Es kommt nicht oft vor, dass eine wissenschaftliche Abhandlung über die Evolution der Dinosaurier die Welt der Paläontologie aufrüttelt und in wichtigen Veröffentlichungen wie Der Atlantik und Die New York Times. Aber genau das ist mit einem Artikel geschehen, der in der britischen Zeitschrift veröffentlicht wurde Natur, "Eine neue Hypothese der Dinosaurier-Beziehungen und der frühen Dinosaurier-Evolution", von Matthew Baron, David Norman und Paul Barrett, am 22. März 2017.
Was macht dieses Papier so revolutionär? Um dies zu verstehen, ist eine kurze Einführung in die derzeit allgemein anerkannte Theorie über die Entstehung und Entwicklung von Dinosauriern erforderlich. Nach diesem Szenario entwickelten sich die ersten Dinosaurier vor etwa 230 Millionen Jahren während der späten Trias aus Archosauriern in dem Teil des Superkontinents Pangaea, der dem heutigen Südamerika entspricht. Diese ersten, kleinen, relativ undifferenzierten Reptilien spalteten sich in den nächsten Millionen Jahren in zwei Gruppen auf: Saurier- oder "Echsenhopf" -Dinosaurier und Ornithischier- oder "Vogelhopf" -Dinosaurier.
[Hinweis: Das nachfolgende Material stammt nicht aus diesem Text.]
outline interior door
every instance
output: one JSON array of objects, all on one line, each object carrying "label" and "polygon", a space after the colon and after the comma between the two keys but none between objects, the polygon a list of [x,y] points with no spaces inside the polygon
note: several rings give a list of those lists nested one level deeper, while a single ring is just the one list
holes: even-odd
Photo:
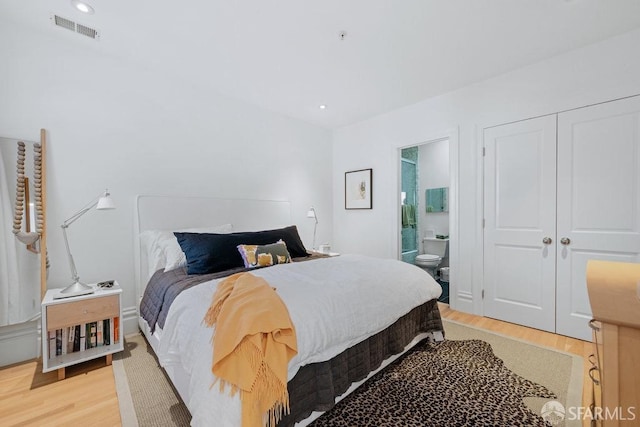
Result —
[{"label": "interior door", "polygon": [[555,331],[556,115],[484,130],[484,314]]},{"label": "interior door", "polygon": [[558,115],[557,333],[591,340],[589,259],[640,262],[640,97]]}]

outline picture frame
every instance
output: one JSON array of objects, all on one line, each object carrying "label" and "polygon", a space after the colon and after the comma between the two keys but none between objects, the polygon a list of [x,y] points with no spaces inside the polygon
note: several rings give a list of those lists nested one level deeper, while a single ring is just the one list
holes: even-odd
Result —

Saurier umfassen sowohl pflanzenfressende Sauropoden als auch fleischfressende Theropoden, während Ornithischianer alles andere umfassen (Stegosaurier, Ankylosaurier, Hadrosaurier usw.)..
Die neue Studie basiert auf einer ausführlichen Analyse von Dutzenden von Dinosaurierfossilien und zeigt ein anderes Szenario. Laut den Autoren stammte der ultimative Vorfahr der Dinosaurier nicht aus Südamerika, sondern aus dem Teil von Pangaea, der in etwa dem heutigen Schottland entspricht (ein vorgeschlagener Kandidat ist der obskure Saltopus in Katzengröße). Der erste "wahre" Dinosaurier soll überdies Nyasasaurus sein, der aus dem Teil der Pangaea stammt, der dem heutigen Afrika entspricht - und vor 247 Millionen Jahren lebte, zehn Millionen Jahre früher als die zuvor identifizierten "ersten Dinosaurier" Eoraptor.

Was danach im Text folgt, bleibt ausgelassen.